Vezelversterkte polymeercomposieten worden vaak gebruikt als structurele componenten die worden blootgesteld aan extreem hoge of lage temperaturen. Deze toepassingen omvatten:
- Motoronderdelen voor auto's
- Lucht- en ruimtevaart en militaire producten
- Elektronische en printplaatcomponenten
- Olie- en gasapparatuur
De thermische prestaties van een FRP-composiet zullen een direct resultaat zijn van de harsmatrix en het uithardingsproces. Isoftaal, vinylesteren epoxyharsen hebben over het algemeen zeer goede thermische eigenschappen. Orthophthalic harsen vertonen meestal slechte thermische prestatie-eigenschappen.

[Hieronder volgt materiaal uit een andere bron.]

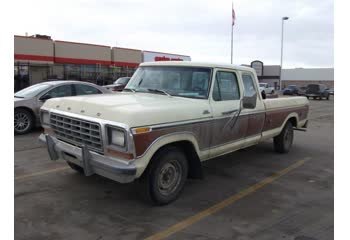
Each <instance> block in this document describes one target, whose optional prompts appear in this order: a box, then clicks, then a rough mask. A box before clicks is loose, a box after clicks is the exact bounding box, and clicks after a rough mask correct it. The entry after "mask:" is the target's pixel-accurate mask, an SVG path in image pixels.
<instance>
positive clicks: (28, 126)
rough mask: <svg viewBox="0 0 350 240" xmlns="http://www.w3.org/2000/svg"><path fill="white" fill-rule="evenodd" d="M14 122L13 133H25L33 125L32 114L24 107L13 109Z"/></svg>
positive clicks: (30, 129)
mask: <svg viewBox="0 0 350 240" xmlns="http://www.w3.org/2000/svg"><path fill="white" fill-rule="evenodd" d="M14 124H15V125H14V131H15V134H26V133H28V132H29V131H30V130H32V128H33V126H34V118H33V115H32V114H31V112H29V111H28V110H26V109H21V108H19V109H15V115H14Z"/></svg>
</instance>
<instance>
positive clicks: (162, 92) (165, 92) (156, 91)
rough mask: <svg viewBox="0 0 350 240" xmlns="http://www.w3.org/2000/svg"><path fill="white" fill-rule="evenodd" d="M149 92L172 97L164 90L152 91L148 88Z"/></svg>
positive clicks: (159, 89)
mask: <svg viewBox="0 0 350 240" xmlns="http://www.w3.org/2000/svg"><path fill="white" fill-rule="evenodd" d="M147 90H148V91H149V92H156V93H163V94H165V95H167V96H169V97H170V96H171V94H169V93H167V92H166V91H164V90H160V89H152V88H147Z"/></svg>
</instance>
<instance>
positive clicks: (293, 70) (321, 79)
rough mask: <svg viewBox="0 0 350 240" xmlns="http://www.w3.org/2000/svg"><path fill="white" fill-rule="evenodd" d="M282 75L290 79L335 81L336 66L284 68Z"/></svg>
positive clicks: (282, 72)
mask: <svg viewBox="0 0 350 240" xmlns="http://www.w3.org/2000/svg"><path fill="white" fill-rule="evenodd" d="M281 77H282V80H289V81H308V80H310V81H334V68H294V69H282V76H281Z"/></svg>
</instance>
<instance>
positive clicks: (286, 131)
mask: <svg viewBox="0 0 350 240" xmlns="http://www.w3.org/2000/svg"><path fill="white" fill-rule="evenodd" d="M293 138H294V132H293V125H292V123H291V122H290V121H288V122H287V123H286V125H285V126H284V128H283V129H282V132H281V133H280V134H279V135H278V136H276V137H274V138H273V144H274V148H275V151H276V152H278V153H287V152H289V150H290V148H291V146H292V143H293Z"/></svg>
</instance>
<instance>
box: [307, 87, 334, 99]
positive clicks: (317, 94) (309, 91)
mask: <svg viewBox="0 0 350 240" xmlns="http://www.w3.org/2000/svg"><path fill="white" fill-rule="evenodd" d="M327 89H328V87H327V86H326V85H324V84H309V85H307V87H306V93H305V96H306V97H307V98H310V97H312V98H313V99H316V98H318V99H320V100H321V99H322V98H326V99H327V100H329V92H328V90H327Z"/></svg>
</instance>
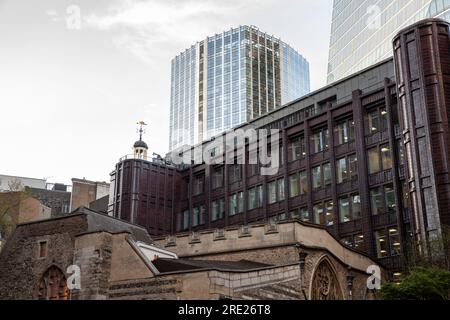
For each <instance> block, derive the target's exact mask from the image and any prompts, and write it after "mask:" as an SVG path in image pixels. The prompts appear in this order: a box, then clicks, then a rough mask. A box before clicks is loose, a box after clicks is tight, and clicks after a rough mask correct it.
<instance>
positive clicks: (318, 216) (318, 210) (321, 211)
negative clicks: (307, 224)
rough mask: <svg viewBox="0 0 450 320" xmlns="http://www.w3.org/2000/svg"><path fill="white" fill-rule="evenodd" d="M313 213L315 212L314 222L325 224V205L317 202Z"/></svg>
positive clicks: (313, 209)
mask: <svg viewBox="0 0 450 320" xmlns="http://www.w3.org/2000/svg"><path fill="white" fill-rule="evenodd" d="M313 213H314V222H315V223H316V224H320V225H323V226H324V225H325V213H324V210H323V205H322V204H321V203H319V204H316V205H315V206H314V207H313Z"/></svg>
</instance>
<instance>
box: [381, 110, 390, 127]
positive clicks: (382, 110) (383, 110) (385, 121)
mask: <svg viewBox="0 0 450 320" xmlns="http://www.w3.org/2000/svg"><path fill="white" fill-rule="evenodd" d="M380 114H381V130H387V129H388V116H387V110H386V108H381V109H380Z"/></svg>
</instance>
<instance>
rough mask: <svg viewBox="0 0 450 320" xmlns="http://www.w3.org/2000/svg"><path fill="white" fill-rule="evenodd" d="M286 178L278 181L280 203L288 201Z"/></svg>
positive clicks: (278, 200) (281, 179) (278, 179)
mask: <svg viewBox="0 0 450 320" xmlns="http://www.w3.org/2000/svg"><path fill="white" fill-rule="evenodd" d="M284 188H285V185H284V178H281V179H278V201H283V200H284V199H286V195H285V189H284Z"/></svg>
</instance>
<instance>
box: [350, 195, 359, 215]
mask: <svg viewBox="0 0 450 320" xmlns="http://www.w3.org/2000/svg"><path fill="white" fill-rule="evenodd" d="M351 200H352V217H353V219H354V220H357V219H361V197H360V196H359V194H355V195H353V196H351Z"/></svg>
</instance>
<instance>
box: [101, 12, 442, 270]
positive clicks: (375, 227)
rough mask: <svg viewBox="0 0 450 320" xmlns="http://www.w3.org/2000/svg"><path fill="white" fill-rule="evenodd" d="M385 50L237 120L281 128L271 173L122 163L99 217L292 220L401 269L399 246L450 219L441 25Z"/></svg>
mask: <svg viewBox="0 0 450 320" xmlns="http://www.w3.org/2000/svg"><path fill="white" fill-rule="evenodd" d="M393 46H394V52H395V56H394V59H393V58H388V59H387V60H384V61H382V62H380V63H378V64H375V65H373V66H371V67H369V68H367V69H365V70H363V71H361V72H358V73H356V74H354V75H352V76H350V77H348V78H346V79H344V80H342V81H338V82H335V83H333V84H332V85H329V86H327V87H325V88H323V89H320V90H318V91H316V92H314V93H311V94H310V95H307V96H305V97H303V98H302V99H299V100H297V101H294V102H292V103H289V104H287V105H285V106H283V107H282V108H280V109H278V110H275V111H273V112H271V113H270V114H269V115H267V116H263V117H260V118H257V119H255V120H253V121H251V122H250V123H249V124H244V125H242V126H241V127H239V129H242V130H244V131H245V130H247V129H250V128H260V129H279V130H280V131H281V134H280V137H281V138H280V146H281V147H280V154H281V161H280V163H281V167H280V169H279V170H278V173H277V174H275V175H273V176H263V175H261V166H258V165H252V164H245V165H241V164H226V165H223V164H219V163H218V164H210V165H207V164H205V163H204V164H197V165H189V164H187V165H185V166H179V167H175V166H174V167H170V166H167V165H166V164H163V163H158V162H149V161H143V160H140V159H135V160H133V159H127V160H125V161H123V162H121V163H119V164H118V165H117V166H116V170H115V171H114V172H113V173H112V181H113V185H114V189H113V190H112V192H111V198H110V208H109V210H110V214H111V215H114V216H116V217H119V218H124V219H126V220H130V221H132V222H133V223H137V224H140V225H142V226H144V227H146V228H147V230H149V232H150V233H151V234H152V235H154V236H163V235H169V234H178V233H192V232H199V231H202V230H221V229H224V228H225V229H226V228H230V227H235V226H239V225H244V226H245V225H249V224H255V223H256V224H257V223H261V222H264V221H272V222H273V223H277V222H279V221H284V220H289V219H298V220H301V221H304V222H308V223H314V224H319V225H322V226H324V227H326V228H327V229H328V231H329V232H330V233H331V234H333V235H334V236H335V237H337V238H339V239H340V240H341V241H342V242H343V243H345V244H346V245H348V246H350V247H353V248H356V249H359V250H362V251H364V252H366V253H368V254H369V255H370V256H371V257H374V258H377V259H378V261H379V262H380V263H381V264H382V265H383V266H385V267H387V268H388V269H389V270H402V268H403V260H402V255H403V254H404V253H405V252H406V251H407V250H409V249H411V248H414V247H415V248H418V249H419V250H421V251H422V252H426V251H427V245H426V244H427V243H428V240H429V239H435V238H436V237H438V236H439V235H440V234H441V232H442V229H443V226H445V225H449V224H450V214H449V212H450V209H449V208H450V182H449V181H450V177H449V172H450V160H449V157H448V155H449V154H450V142H449V141H450V129H449V121H450V118H448V114H449V112H448V110H450V102H449V101H450V91H449V89H448V82H449V80H448V77H447V76H446V74H448V73H449V72H450V51H449V46H450V41H449V24H448V23H446V22H445V21H443V20H438V19H428V20H424V21H421V22H420V23H418V24H415V25H413V26H411V27H409V28H407V29H405V30H403V31H401V32H400V33H399V34H398V35H397V36H396V37H395V39H394V43H393ZM396 75H397V76H396ZM215 140H216V141H217V138H216V139H215ZM225 141H226V140H225ZM224 143H225V142H224ZM210 146H211V145H210V144H209V143H207V142H205V143H204V144H203V145H201V147H202V148H203V149H205V150H206V151H209V149H208V148H210ZM246 149H247V150H246V157H248V155H249V152H248V148H246ZM223 150H227V153H230V152H234V149H233V148H225V146H224V148H223ZM186 152H190V151H186ZM205 153H207V152H205ZM212 156H216V157H217V156H220V155H218V154H215V155H212ZM134 177H138V178H134ZM155 179H158V180H155ZM151 181H157V183H150V182H151ZM154 212H157V215H155V214H154Z"/></svg>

Bovendien kan dezelfde hars enorm verschillende eigenschappen hebben, afhankelijk van het uithardingsproces, de uithardingstemperatuur en de uithardingstijd. Veel epoxyharsen hebben bijvoorbeeld een "nabehandeling" nodig om de hoogste thermische prestatie-eigenschappen te bereiken.

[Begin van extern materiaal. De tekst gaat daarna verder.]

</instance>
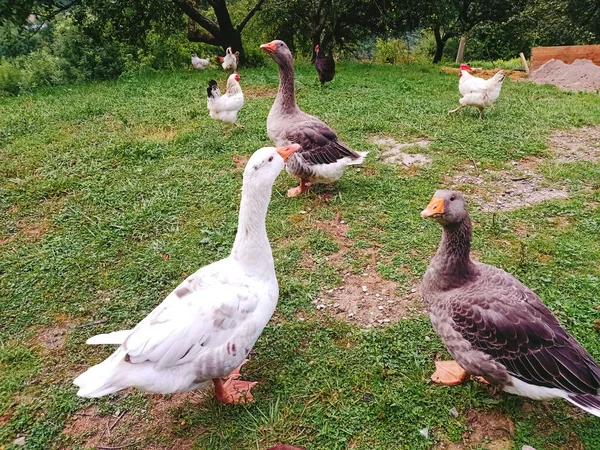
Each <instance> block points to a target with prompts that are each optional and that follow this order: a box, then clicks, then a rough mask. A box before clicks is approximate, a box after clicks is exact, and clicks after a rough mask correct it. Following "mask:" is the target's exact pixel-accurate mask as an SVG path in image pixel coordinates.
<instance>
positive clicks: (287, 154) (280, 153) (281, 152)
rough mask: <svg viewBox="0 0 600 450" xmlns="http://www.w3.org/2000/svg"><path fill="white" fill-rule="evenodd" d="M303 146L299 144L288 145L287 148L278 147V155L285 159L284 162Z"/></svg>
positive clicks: (277, 150)
mask: <svg viewBox="0 0 600 450" xmlns="http://www.w3.org/2000/svg"><path fill="white" fill-rule="evenodd" d="M300 147H301V146H300V145H299V144H292V145H286V146H285V147H277V149H276V150H277V153H279V156H281V157H282V158H283V160H284V161H287V159H288V158H289V157H290V155H291V154H292V153H294V152H295V151H296V150H298V149H299V148H300Z"/></svg>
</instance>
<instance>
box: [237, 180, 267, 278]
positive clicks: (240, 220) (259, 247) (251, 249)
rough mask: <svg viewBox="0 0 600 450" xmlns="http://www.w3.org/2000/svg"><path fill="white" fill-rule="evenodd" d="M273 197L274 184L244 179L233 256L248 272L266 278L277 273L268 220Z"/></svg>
mask: <svg viewBox="0 0 600 450" xmlns="http://www.w3.org/2000/svg"><path fill="white" fill-rule="evenodd" d="M270 199H271V187H267V188H265V187H256V186H253V185H251V184H250V183H244V186H243V188H242V201H241V203H240V213H239V219H238V230H237V234H236V237H235V241H234V243H233V249H232V251H231V257H232V258H233V259H234V260H236V261H237V262H238V264H240V265H241V266H242V268H243V269H244V271H245V272H246V273H248V274H252V275H256V276H259V277H264V278H268V277H270V276H271V275H274V270H275V269H274V265H273V255H272V253H271V245H270V244H269V238H268V237H267V228H266V223H265V219H266V216H267V209H268V207H269V201H270Z"/></svg>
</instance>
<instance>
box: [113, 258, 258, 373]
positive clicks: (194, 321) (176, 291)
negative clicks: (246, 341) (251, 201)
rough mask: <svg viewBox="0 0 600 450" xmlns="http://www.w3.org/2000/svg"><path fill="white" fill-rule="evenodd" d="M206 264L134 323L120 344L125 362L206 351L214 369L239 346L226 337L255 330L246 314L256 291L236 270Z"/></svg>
mask: <svg viewBox="0 0 600 450" xmlns="http://www.w3.org/2000/svg"><path fill="white" fill-rule="evenodd" d="M226 261H228V260H223V261H219V263H225V262H226ZM219 263H216V264H213V265H211V266H216V265H217V264H219ZM211 266H207V267H205V268H204V269H208V270H204V269H201V270H200V271H199V272H196V273H195V274H194V275H192V276H190V277H188V278H187V279H186V280H185V281H184V282H183V283H181V284H180V285H179V286H178V287H177V288H176V289H175V290H174V291H173V292H171V293H170V294H169V295H168V296H167V298H165V300H164V301H163V302H162V303H161V304H160V305H159V306H158V307H156V308H155V309H154V310H153V311H152V312H151V313H150V314H149V315H148V316H147V317H146V318H145V319H144V320H142V321H141V322H140V323H139V324H138V325H137V326H136V327H135V328H134V329H133V331H132V332H131V334H130V335H129V336H128V337H127V338H126V339H125V340H124V342H123V344H122V349H123V350H124V351H125V352H126V355H127V356H126V360H127V361H128V362H130V363H133V364H136V363H142V362H146V361H150V362H152V363H154V364H156V366H157V367H160V368H164V367H170V366H175V365H179V364H184V363H187V362H190V361H192V360H195V359H197V358H199V357H202V355H205V356H206V357H207V359H210V360H211V361H213V364H212V366H213V367H207V369H208V370H209V372H210V371H214V370H216V371H217V372H218V367H215V366H214V364H217V363H218V361H219V360H223V359H224V358H225V357H226V355H227V354H229V355H231V356H235V353H236V351H237V353H240V352H242V351H244V349H237V350H236V348H235V346H233V348H232V344H231V343H230V340H231V339H233V338H234V337H238V338H239V337H240V336H244V335H254V333H255V331H256V329H255V328H256V327H255V326H254V325H253V323H252V321H251V320H248V319H249V317H250V316H251V314H252V313H253V312H254V311H255V309H256V307H257V305H258V298H257V295H256V293H253V292H251V289H250V287H249V286H248V285H246V284H244V282H243V281H240V279H239V277H236V276H235V273H236V271H235V270H231V271H230V273H227V272H223V271H222V270H214V269H216V268H217V267H211ZM218 267H220V268H221V269H223V268H224V267H223V264H220V265H219V266H218ZM211 269H212V270H211ZM218 355H220V356H218ZM209 375H210V374H209Z"/></svg>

Een nabehandeling is de methode om gedurende een bepaalde tijd temperatuur toe te voegen aan een composiet nadat de harsmatrix al is uitgehard door de thermohardende chemische reactie. Een nabehandeling kan helpen bij het uitlijnen en ordenen van de polymeermoleculen, waardoor de structurele en thermische eigenschappen verder toenemen.

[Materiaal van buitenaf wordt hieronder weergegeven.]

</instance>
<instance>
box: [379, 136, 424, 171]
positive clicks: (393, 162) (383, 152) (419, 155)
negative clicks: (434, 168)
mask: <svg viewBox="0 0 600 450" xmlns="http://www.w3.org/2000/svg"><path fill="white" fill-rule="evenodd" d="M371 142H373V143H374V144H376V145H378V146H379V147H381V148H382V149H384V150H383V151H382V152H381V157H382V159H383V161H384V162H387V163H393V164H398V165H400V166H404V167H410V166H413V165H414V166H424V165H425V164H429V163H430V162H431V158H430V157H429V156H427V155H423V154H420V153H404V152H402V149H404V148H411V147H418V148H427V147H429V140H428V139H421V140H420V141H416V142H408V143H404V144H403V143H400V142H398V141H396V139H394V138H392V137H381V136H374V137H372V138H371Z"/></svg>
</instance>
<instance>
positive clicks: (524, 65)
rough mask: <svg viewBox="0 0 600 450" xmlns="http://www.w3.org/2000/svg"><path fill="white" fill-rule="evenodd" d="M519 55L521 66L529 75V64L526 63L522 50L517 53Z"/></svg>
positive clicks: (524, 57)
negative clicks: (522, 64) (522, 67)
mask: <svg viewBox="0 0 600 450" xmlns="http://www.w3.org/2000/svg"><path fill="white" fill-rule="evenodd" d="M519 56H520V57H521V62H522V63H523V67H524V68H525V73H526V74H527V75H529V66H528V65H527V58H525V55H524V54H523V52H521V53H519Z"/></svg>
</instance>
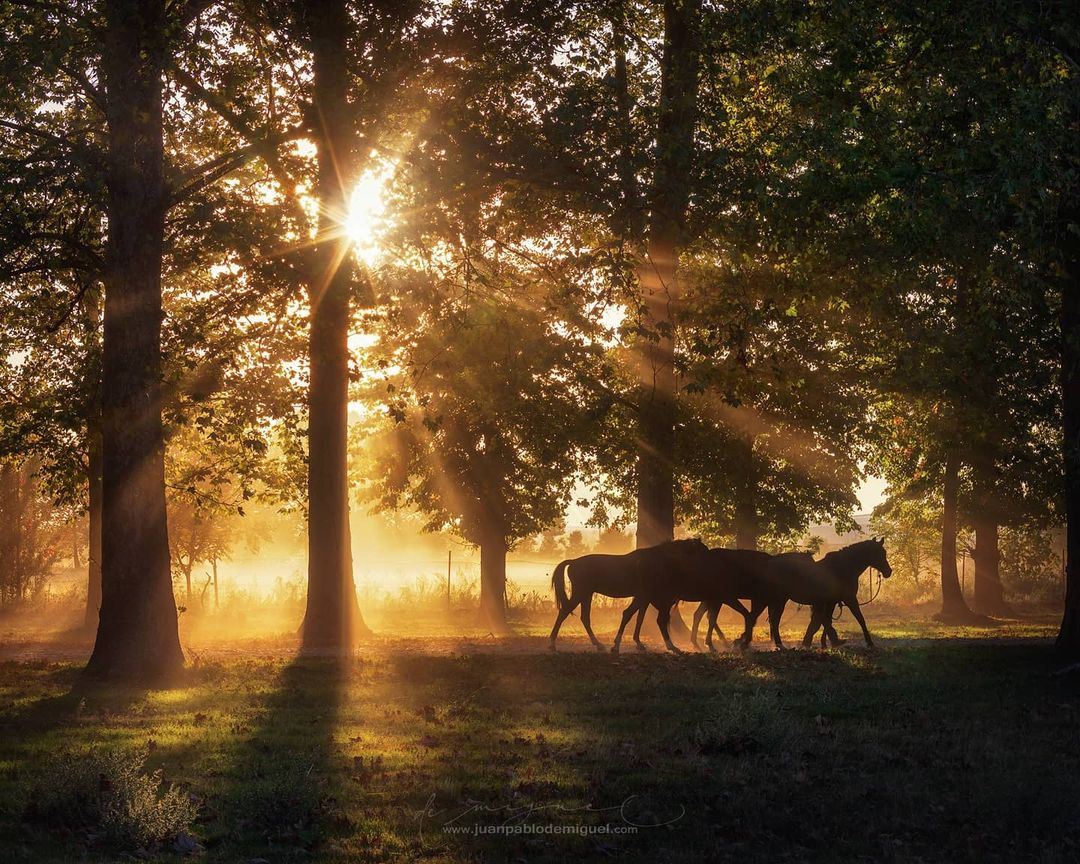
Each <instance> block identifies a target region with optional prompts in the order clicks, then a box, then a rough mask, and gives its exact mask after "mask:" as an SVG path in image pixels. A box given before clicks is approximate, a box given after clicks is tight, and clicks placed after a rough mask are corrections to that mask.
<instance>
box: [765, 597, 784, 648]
mask: <svg viewBox="0 0 1080 864" xmlns="http://www.w3.org/2000/svg"><path fill="white" fill-rule="evenodd" d="M786 605H787V600H778V602H775V603H770V604H769V635H770V636H772V644H773V645H775V646H777V647H778V648H780V649H783V647H784V644H783V643H782V642H781V640H780V619H781V618H782V617H783V615H784V607H785V606H786Z"/></svg>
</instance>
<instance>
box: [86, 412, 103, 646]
mask: <svg viewBox="0 0 1080 864" xmlns="http://www.w3.org/2000/svg"><path fill="white" fill-rule="evenodd" d="M87 438H89V442H87V447H86V485H87V486H89V502H87V507H86V513H87V521H89V523H90V554H89V556H87V563H86V615H85V618H84V621H83V626H84V627H85V629H86V630H89V631H93V630H96V629H97V619H98V611H99V610H100V608H102V427H100V422H99V420H98V419H97V418H96V417H95V418H93V419H92V421H91V422H90V423H89V429H87Z"/></svg>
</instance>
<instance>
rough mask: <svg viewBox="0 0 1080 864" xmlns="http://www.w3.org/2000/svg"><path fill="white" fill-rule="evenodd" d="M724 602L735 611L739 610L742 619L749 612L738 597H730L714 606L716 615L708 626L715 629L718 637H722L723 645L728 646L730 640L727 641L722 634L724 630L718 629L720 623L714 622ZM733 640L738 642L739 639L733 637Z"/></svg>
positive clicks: (743, 617) (718, 613) (723, 633)
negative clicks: (734, 638)
mask: <svg viewBox="0 0 1080 864" xmlns="http://www.w3.org/2000/svg"><path fill="white" fill-rule="evenodd" d="M725 603H726V604H727V605H728V606H730V607H731V608H732V609H734V610H735V611H737V612H739V613H740V615H741V616H742V617H743V621H745V620H746V617H747V616H748V615H750V612H748V611H747V610H746V607H745V606H743V605H742V602H741V600H739V599H730V600H724V603H720V604H718V605H717V607H716V616H715V617H714V620H713V623H712V624H710V627H711V629H715V630H716V633H717V635H718V636H719V637H720V638H721V639H724V645H725V647H730V645H731V643H730V642H728V637H727V636H725V635H724V631H723V630H720V625H719V624H717V623H716V621H715V619H716V617H719V615H720V609H723V608H724V604H725ZM735 642H737V643H738V642H739V639H735Z"/></svg>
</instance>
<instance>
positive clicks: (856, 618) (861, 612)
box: [845, 597, 874, 648]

Tg - De glasovergangstemperatuur
FRP-composieten kunnen worden gebruikt in structurele toepassingen die hoge temperaturen vereisen, maar bij hogere temperaturen kan de composiet verliezen modulus-eigenschappen. Dit betekent dat het polymeer kan "verzachten" en minder stijf wordt. Het verlies aan modulus is geleidelijk bij lagere temperaturen, maar elke polymeerharsmatrix zal dat hebben een temperatuur waarbij het composiet, wanneer het wordt bereikt, overgaat van een glazige toestand naar een rubberachtig staat. Deze overgang wordt de "glasovergangstemperatuur" of Tg genoemd. (Gewoonlijk in gesprek "T sub g" genoemd).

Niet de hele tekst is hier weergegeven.